In sentencing the Selah man who made a series of threats to Sen. Patty Murray, U.S. District Court Judge John C. Coughenour read a lengthy statement written by one of his law clerks, Colin George.

Before reading the statement, the federal judge noted that he’d asked his clerks to write down what they would tell Charles Alan Wilson when he was sentenced for leaving a string of explicit threats with Murray’s office. Wilson later told the court he was afraid the health reforms pushed by President Obama and supported by Murray  reforms derided on the right as being an overreach by the federal government  would cut into the disability benefits he was receiving.

Introducing George’s statement, Coughenour, a Reagan appointee who presided over the Ahmed Ressam terrorism trial, offered that he couldn’t express his concern better than his clerk.

The full text of the statement follows:

Mr. Wilson, I have no doubt in my mind that you are passionate about your country. That you respect the constitution. And that when you made those phone calls about what you perceived to be the dangers of health care reform, you thought you were standing up for what you believed to be American ideals. But I want to remind you about one of the most important American ideals of all.

The presidential election of 1800 was the first time in the history of this planet that power was transferred from one political faction or party to another without bloodshed. Power had transferred between political allies peacefully before, but between enemies, the only transfers had occurred with the help of swords and guns. The American system changed all that.

The very foundation of our system of laws and government, and the promise of democracy is that political change is accomplished through reasoned debate, through persuasion, and through voting.

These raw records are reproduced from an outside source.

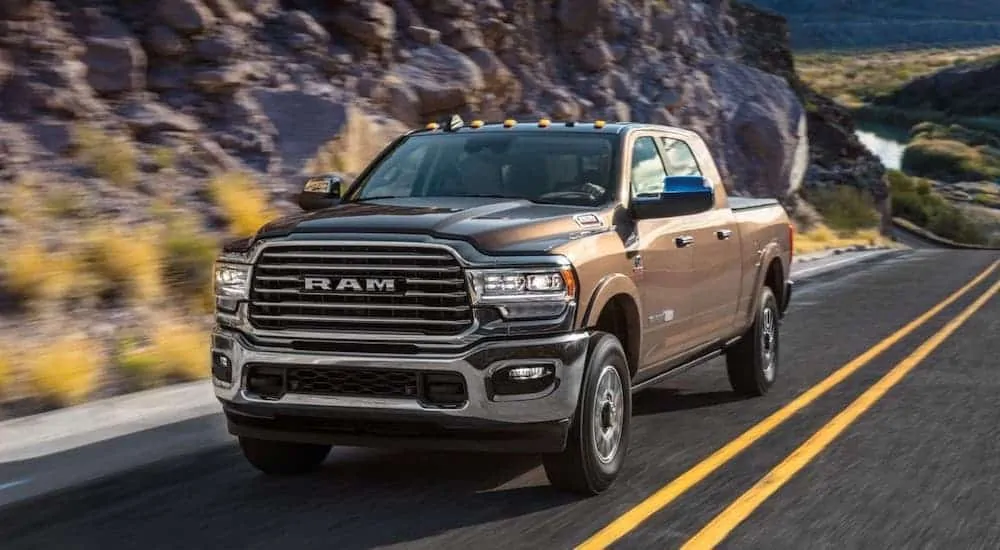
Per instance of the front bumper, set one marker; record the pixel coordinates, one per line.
(525, 422)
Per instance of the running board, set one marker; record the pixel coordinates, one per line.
(684, 367)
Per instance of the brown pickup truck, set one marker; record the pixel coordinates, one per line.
(502, 287)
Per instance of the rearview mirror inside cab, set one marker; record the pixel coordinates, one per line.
(322, 191)
(681, 196)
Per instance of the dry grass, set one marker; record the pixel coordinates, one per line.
(243, 203)
(6, 371)
(180, 350)
(110, 157)
(853, 78)
(66, 370)
(822, 238)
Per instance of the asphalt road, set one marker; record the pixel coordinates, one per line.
(919, 469)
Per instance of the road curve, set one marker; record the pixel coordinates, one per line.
(919, 468)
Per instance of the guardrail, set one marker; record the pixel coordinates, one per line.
(926, 235)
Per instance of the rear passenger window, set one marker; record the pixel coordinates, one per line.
(680, 159)
(647, 168)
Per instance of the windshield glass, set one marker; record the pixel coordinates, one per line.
(556, 168)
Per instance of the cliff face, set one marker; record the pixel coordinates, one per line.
(260, 85)
(836, 155)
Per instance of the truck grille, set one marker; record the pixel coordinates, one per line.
(374, 383)
(395, 289)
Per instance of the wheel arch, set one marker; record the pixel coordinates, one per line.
(615, 308)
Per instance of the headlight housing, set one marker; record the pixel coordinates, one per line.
(524, 293)
(232, 285)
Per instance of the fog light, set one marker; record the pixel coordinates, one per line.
(527, 373)
(522, 379)
(222, 368)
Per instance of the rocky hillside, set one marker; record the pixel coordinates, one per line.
(826, 24)
(134, 134)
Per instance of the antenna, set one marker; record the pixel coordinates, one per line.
(454, 123)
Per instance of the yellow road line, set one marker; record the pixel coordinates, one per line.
(741, 508)
(668, 493)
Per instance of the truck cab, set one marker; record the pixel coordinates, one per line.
(502, 287)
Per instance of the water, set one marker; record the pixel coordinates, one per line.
(886, 142)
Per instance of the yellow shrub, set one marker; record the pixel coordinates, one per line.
(31, 272)
(822, 237)
(66, 370)
(126, 263)
(111, 158)
(180, 350)
(140, 365)
(243, 204)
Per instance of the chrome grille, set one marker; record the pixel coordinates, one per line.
(433, 298)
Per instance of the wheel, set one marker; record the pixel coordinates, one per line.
(753, 362)
(283, 458)
(599, 434)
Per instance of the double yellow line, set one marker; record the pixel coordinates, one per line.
(725, 522)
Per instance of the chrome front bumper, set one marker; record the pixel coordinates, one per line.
(566, 354)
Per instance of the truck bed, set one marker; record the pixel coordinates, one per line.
(746, 203)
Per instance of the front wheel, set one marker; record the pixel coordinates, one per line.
(599, 435)
(282, 458)
(752, 363)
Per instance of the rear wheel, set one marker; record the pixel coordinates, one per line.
(752, 363)
(283, 458)
(599, 435)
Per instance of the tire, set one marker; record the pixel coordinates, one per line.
(752, 363)
(606, 405)
(280, 458)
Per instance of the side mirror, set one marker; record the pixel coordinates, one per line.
(681, 196)
(322, 191)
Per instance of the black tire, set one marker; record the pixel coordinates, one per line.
(753, 362)
(581, 468)
(282, 458)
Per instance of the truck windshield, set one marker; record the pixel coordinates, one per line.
(568, 168)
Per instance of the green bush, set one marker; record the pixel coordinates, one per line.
(913, 199)
(845, 208)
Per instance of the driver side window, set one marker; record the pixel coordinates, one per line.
(647, 168)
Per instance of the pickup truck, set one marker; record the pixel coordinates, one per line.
(496, 287)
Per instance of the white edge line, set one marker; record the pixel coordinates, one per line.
(825, 267)
(15, 483)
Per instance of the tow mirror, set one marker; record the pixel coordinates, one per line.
(322, 191)
(681, 196)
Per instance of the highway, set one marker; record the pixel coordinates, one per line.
(872, 438)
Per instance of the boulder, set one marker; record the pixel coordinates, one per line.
(115, 65)
(444, 79)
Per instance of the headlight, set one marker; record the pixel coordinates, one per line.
(232, 284)
(528, 293)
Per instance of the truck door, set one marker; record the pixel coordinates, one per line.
(717, 268)
(666, 266)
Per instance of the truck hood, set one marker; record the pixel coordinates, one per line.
(492, 225)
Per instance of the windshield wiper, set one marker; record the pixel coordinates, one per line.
(382, 197)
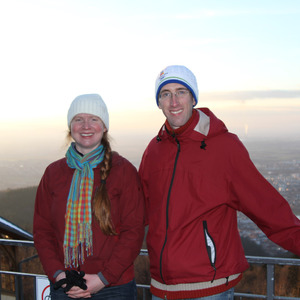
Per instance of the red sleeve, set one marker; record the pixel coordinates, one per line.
(45, 240)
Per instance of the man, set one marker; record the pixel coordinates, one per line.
(196, 176)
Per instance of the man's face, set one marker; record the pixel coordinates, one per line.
(177, 108)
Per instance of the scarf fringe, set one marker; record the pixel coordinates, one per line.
(76, 255)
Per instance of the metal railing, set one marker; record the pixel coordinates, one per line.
(270, 262)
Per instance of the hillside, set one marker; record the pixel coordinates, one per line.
(17, 206)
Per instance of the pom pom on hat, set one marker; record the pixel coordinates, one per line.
(89, 104)
(176, 74)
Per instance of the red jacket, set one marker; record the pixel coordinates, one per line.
(113, 256)
(194, 183)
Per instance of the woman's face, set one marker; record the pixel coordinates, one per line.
(87, 131)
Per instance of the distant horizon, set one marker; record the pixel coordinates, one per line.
(244, 55)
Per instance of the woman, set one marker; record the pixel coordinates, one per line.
(89, 214)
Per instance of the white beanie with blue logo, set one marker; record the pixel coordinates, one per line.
(177, 74)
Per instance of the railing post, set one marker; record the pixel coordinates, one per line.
(270, 281)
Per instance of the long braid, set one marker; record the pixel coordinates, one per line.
(102, 205)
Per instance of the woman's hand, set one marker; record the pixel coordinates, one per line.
(94, 285)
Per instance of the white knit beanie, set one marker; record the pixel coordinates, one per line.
(89, 104)
(177, 74)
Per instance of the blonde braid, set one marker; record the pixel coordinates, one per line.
(102, 205)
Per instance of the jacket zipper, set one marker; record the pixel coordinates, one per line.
(167, 207)
(211, 248)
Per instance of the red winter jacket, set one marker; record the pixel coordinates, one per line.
(194, 183)
(113, 256)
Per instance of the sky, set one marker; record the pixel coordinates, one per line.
(245, 55)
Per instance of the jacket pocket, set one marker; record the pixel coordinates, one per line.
(210, 247)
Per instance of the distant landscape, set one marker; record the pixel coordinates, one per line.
(279, 162)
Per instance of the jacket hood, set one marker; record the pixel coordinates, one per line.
(205, 125)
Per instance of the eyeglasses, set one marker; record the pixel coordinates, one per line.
(179, 94)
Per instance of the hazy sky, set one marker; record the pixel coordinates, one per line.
(245, 55)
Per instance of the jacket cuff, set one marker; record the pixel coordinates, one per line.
(102, 278)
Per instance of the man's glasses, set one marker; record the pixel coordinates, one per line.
(179, 94)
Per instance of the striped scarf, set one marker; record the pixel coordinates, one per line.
(78, 237)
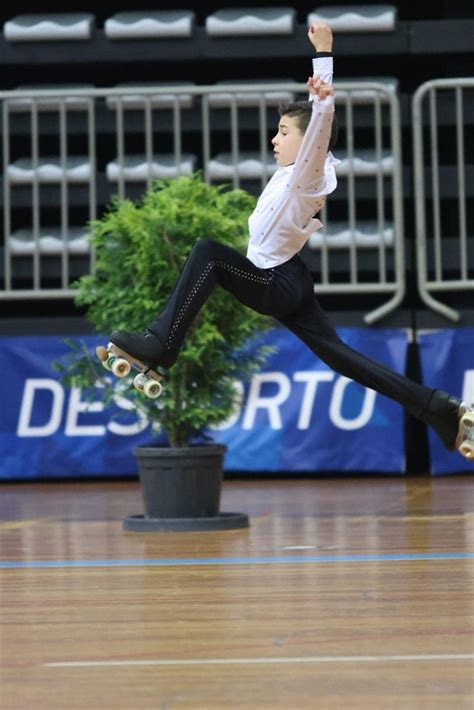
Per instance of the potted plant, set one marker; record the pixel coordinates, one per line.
(140, 247)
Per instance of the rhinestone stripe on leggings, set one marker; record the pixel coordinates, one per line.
(265, 281)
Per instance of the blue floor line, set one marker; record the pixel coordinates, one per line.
(269, 560)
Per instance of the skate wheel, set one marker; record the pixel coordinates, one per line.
(120, 367)
(139, 382)
(152, 389)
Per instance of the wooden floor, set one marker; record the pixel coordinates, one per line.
(342, 594)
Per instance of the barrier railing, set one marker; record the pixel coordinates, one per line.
(73, 187)
(442, 230)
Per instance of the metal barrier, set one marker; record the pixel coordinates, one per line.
(442, 249)
(78, 118)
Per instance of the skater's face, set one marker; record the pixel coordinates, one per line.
(286, 143)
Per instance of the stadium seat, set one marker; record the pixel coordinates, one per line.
(49, 170)
(251, 21)
(364, 162)
(50, 242)
(249, 166)
(74, 26)
(356, 18)
(161, 101)
(72, 103)
(247, 98)
(338, 235)
(363, 96)
(137, 169)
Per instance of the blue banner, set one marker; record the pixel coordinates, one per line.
(294, 415)
(447, 363)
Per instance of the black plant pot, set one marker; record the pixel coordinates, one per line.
(181, 490)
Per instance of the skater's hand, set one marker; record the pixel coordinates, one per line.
(319, 88)
(320, 36)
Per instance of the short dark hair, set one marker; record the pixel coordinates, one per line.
(301, 111)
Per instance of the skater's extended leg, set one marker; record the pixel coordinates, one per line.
(438, 409)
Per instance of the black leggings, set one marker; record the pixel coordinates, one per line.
(285, 292)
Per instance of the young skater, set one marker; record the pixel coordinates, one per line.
(273, 280)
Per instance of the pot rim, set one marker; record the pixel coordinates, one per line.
(200, 450)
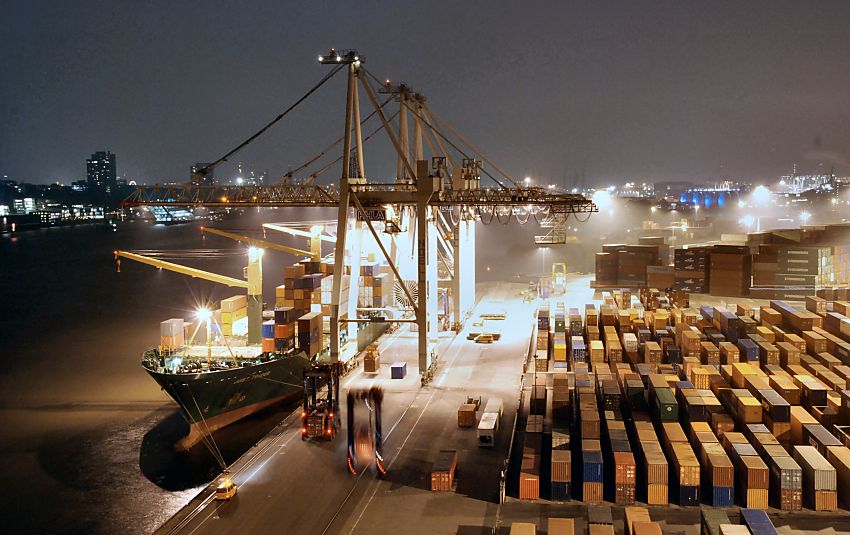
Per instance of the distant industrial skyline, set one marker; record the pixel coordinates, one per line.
(609, 91)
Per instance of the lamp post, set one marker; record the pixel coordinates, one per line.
(205, 315)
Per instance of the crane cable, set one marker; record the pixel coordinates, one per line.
(313, 176)
(332, 145)
(433, 128)
(469, 144)
(261, 131)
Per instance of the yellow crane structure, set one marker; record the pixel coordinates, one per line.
(253, 283)
(441, 194)
(315, 252)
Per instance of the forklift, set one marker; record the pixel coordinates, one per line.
(365, 443)
(320, 417)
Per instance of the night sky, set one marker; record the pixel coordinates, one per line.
(611, 91)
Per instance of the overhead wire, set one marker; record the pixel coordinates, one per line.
(332, 145)
(261, 131)
(313, 176)
(442, 136)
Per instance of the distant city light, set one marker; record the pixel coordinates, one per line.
(602, 199)
(761, 195)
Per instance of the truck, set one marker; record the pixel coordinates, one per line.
(320, 416)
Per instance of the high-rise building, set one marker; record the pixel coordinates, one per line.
(201, 180)
(100, 170)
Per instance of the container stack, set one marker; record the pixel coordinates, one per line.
(691, 273)
(285, 324)
(819, 479)
(685, 473)
(718, 473)
(561, 468)
(529, 473)
(753, 478)
(654, 470)
(731, 270)
(443, 471)
(591, 450)
(372, 359)
(234, 312)
(310, 333)
(267, 332)
(171, 335)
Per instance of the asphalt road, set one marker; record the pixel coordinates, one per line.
(292, 486)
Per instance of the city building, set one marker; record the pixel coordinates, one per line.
(100, 170)
(198, 179)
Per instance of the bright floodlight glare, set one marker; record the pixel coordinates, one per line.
(254, 252)
(602, 199)
(761, 195)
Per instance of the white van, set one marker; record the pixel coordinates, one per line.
(494, 405)
(489, 424)
(487, 428)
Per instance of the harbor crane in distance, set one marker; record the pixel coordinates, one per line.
(443, 192)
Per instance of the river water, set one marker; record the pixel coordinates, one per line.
(86, 434)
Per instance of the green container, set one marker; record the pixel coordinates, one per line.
(666, 405)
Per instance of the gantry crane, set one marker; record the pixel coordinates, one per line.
(424, 192)
(253, 283)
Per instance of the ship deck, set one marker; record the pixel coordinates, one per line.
(305, 487)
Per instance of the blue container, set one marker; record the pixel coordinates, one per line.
(560, 492)
(749, 349)
(592, 466)
(268, 329)
(723, 496)
(398, 370)
(688, 496)
(758, 522)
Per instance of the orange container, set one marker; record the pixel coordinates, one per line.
(624, 468)
(657, 494)
(757, 498)
(826, 500)
(591, 492)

And we have a word for people who try to effect political change through violence and threats of violence. Just this week, a commentator on one of the major news networks said, and I quote, “Not all Muslims are terrorists, but all terrorists are Muslims.” This is about as ignorant, hateful, and bigoted a statement as I can imagine. Terrorism is not a religion.

Terrorism is not an ethnicity. Terrorism is not a color. Terrorism is replacing peaceful political participation with violence.

At the same time, Mr. Wilson, ending terrorism is not a crusade. It’s not a clash of civilizations. It should not be an unending war, and it should not be an excuse to limit anyone’s freedom, American or not. Ending terrorism requires a commitment to the elimination of violence, coercion, and threats from political life. And when I hear people in the media who proclaim on one hand to be supporters of the “war on terror,” while on the other hand stirring up the kind of violent outrage against our elected leaders that you felt, well it makes me think that we have lost our way. And it makes me think we have the wrong defendant here today.

You lost your way, Mr. Wilson. And you let the urge for violence overcome your commitment to reason. And when you did so, you did not just break the law, you betrayed the values about which you are so passionate. Mr. Wilson, I believe that you are sincerely sorry for what your actions. And I doubt I will ever see you in my Court again. But as serious as our commitment to peaceful political change is, so must be the punishment for those who seek to effect change through threats and violence.